Created to fill the gap that was created in 2012 when Gold Trail School District’s Adult Education Centre closed, the learning centre welcomed 12 full-time students to its inaugural cohort in October 2018 and 15 students enrolled in the Adult Basic Education (ABE) program. By the end of the year four students received their Adult Dogwood, 10 completed their specific program, 20 continued their education and 12 found employment.
While success is sometimes quantified in numbers, in this circumstance it should also be qualified by difference it is making in lives and the broader community. During the pilot year of the program, members of the cohort were grateful for the opportunities afforded to them and their future.
Owen speaking at the graduation ceremony.
Owen registered to complete his Adult Dogwood in 2018, motivated by a desire to set a positive example for his young son. His skills flourished and during the summer of 2019 he found employment as a tour guide with Xwisten Experience Tours, a position that requires public speaking skills and in-depth cultural knowledge.
Heather, another member of the 2018-19 cohort, decided to return to school so she could contribute to the families in her community. With a passion for working with children, Heather plans to enroll in an Early Childhood Education (ECE) program so she can transition from part-time to full-time work at T’it’q’et Daycare and Preschool. To be eligible to apply to the ECE program, Heather first had to upgrade her English and is now completing English 12. For Heather, being in the cohort program has made her more confident about being in school and strengthened social bonds; now she knows she is part of a community.

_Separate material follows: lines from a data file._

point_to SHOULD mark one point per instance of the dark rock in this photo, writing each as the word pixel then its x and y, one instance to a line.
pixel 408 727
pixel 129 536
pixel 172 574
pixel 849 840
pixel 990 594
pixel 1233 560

Community Adult Learning Centre student BBQ in May 2019.
“Direct support to students has been our greatest success,” said Yvonne LaRochelle, Manager at the Community Adult Learning Centre through Lillooet Tribal Council. “We find each student has unique needs that require us to work together on finding a positive outcome. Once this is achieved, everyone that has been involved in the student’s journey is overjoyed and optimistic for the future.”
Investing in Lillooet and area residents is important for the economic future of the town. The provincial government has identified Lillooet as one of the communities most at risk from Mountain Pine Beetle impacts. Recent economic reports suggest that a tactic to support future economic prosperity in the area is to encourage community economic development and self-employment opportunities.
Attendees at the Community Adult Learning Centre Open House in Fall 2018.
By providing hard working, motivated people with a supportive environment to earn their Adult Dogwood, or other certificates, this fulfills crucial labour shortages with more qualified people, while providing locals with improved job-possibilities in the long-term.
“Many of our students are juggling busy home lives and jobs in addition to being students,” continued LaRochelle. “We strive to support their learning efforts in a variety of ways outside the classroom. This includes looking after social or health needs, coordinating childcare and providing transportation. We’re so grateful for the support of all our partners who have realized the importance of supporting people while they pursue their education.”
The Lillooet Tribal Council received $236,650 through Northern Development’s Strategic Initiatives Fund for the initial year of operating the learning centre. The Strategic Initiatives Fund is a unique, proposal-based program. This format allows applicants to apply for funding for large-scale projects that aren’t eligible for more traditional funding programs, but which support economic transformation.